Friday’s event was split into two groups — the third-, fourth- and fifth-graders first, and then the kindergarten, first- and second-graders. After the first group was done with the sliming, staff put out markers on the gym floor in the shape of a heart, and students filled the space, holding up red sheets of paper to complete the image. That exercise was repeated with the second group, who also got a special surprise: a flash mob from the teachers, singing along to revised lyrics to “Don’t Go Breakin’ My Heart,” by Elton John and Kiki Dee. This time, however, the song was “Thanks For Saving Our Hearts.”
“We wanted to do something that would motivate the students, something that would be fun,” Lohmeyer said. “We’ve done pies in the face before, and we wanted to do something different. We thought they would enjoy sliming their teachers and administrators. And they did.”
Without a poncho, Buckmaster said that though the kids were having a blast, she was freezing cold. Green slime dripped from her short blonde hair after the first group of kids exited the gym. She said she had a hair appointment set up for Tuesday, just in case the food coloring didn’t rinse out.
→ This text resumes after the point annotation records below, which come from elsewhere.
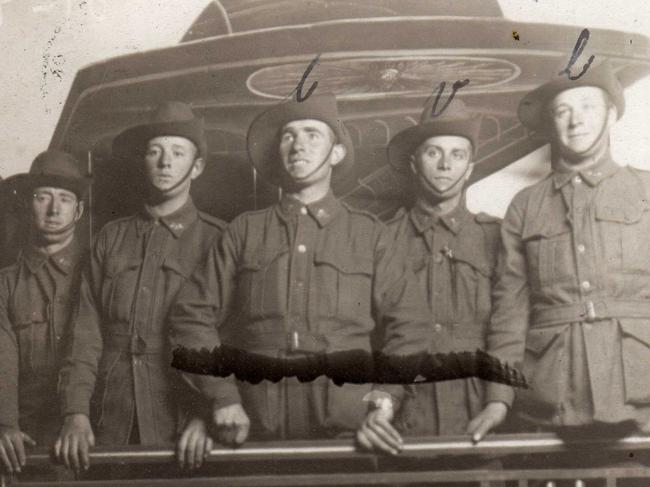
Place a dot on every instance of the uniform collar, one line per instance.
(323, 210)
(423, 219)
(64, 260)
(176, 222)
(593, 175)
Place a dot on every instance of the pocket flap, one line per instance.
(258, 259)
(539, 339)
(474, 258)
(639, 329)
(179, 266)
(544, 229)
(345, 262)
(630, 214)
(116, 266)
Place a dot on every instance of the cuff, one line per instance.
(499, 393)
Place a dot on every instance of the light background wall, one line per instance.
(44, 42)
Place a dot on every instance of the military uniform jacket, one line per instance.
(302, 279)
(453, 257)
(120, 349)
(572, 302)
(37, 296)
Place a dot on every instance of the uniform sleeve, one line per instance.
(399, 306)
(79, 371)
(506, 334)
(8, 365)
(200, 309)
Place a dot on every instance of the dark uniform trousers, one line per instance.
(120, 355)
(453, 257)
(37, 296)
(295, 279)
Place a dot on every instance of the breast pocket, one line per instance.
(262, 283)
(625, 236)
(120, 287)
(34, 352)
(176, 271)
(343, 284)
(549, 253)
(473, 271)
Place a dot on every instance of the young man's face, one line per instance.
(171, 164)
(308, 151)
(55, 212)
(580, 120)
(442, 160)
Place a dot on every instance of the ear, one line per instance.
(339, 151)
(197, 169)
(80, 210)
(470, 170)
(412, 165)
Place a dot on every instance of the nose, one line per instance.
(444, 163)
(165, 158)
(54, 208)
(575, 118)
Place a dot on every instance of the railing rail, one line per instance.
(340, 463)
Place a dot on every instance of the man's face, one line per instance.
(442, 160)
(580, 119)
(54, 212)
(308, 151)
(168, 160)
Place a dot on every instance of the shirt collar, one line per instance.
(593, 175)
(64, 260)
(454, 221)
(323, 210)
(176, 222)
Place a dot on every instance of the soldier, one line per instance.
(307, 275)
(36, 305)
(571, 302)
(137, 265)
(452, 252)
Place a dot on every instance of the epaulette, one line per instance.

Ilchester guidance counselor Cherryl White didn’t need a hair appointment. She was covered in a shower cap and poncho, though the slime was caked onto her face by the end of the first round of students.
“I feel great,” she said. “I always look for the rainbow, so I’m just patting the slime down and hoping that it makes for a good facial or something, you know?”
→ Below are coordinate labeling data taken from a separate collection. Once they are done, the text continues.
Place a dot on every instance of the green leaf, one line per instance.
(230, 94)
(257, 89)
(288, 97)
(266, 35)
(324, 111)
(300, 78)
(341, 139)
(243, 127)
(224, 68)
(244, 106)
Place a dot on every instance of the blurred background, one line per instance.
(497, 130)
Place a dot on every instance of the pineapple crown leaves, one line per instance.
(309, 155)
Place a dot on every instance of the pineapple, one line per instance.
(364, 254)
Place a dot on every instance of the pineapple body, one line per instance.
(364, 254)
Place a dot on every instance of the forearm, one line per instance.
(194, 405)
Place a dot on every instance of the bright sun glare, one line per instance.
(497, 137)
The $32,048 is the most the school has ever raised for the American Heart Association, White said, though last year they came close, with $22,000. The reward for students last year was a chance to pie their teachers in the face, and White volunteered for that, too.
“It’s always so wonderful,” she said. “The community is always so supportive when we do something like this, so how could I not volunteer?”
Collins, the American Heart Association representative said Ilchester is one of the top two fundraisers in Howard County — Waverly Elementary School in Ellicott City, raised about $33,000 as well, and had a sliming event Friday also.
“The kids get it,” Collins said. “The teachers here are really good at explaining why they’re raising money, and there are stories everywhere.”
Such stories line a hallway in Ilchester, like that of Kim Kettering, a technology teacher at the school. Kettering was born with a hole in her heart, and had corrective surgery at age 10.
“It makes this personal,” Lohmeyer said. “It hits home for them, when they think about who they’re raising money in honor of, or in memory of, if that’s the case. We talk a lot about that. It definitely is a personal thing.”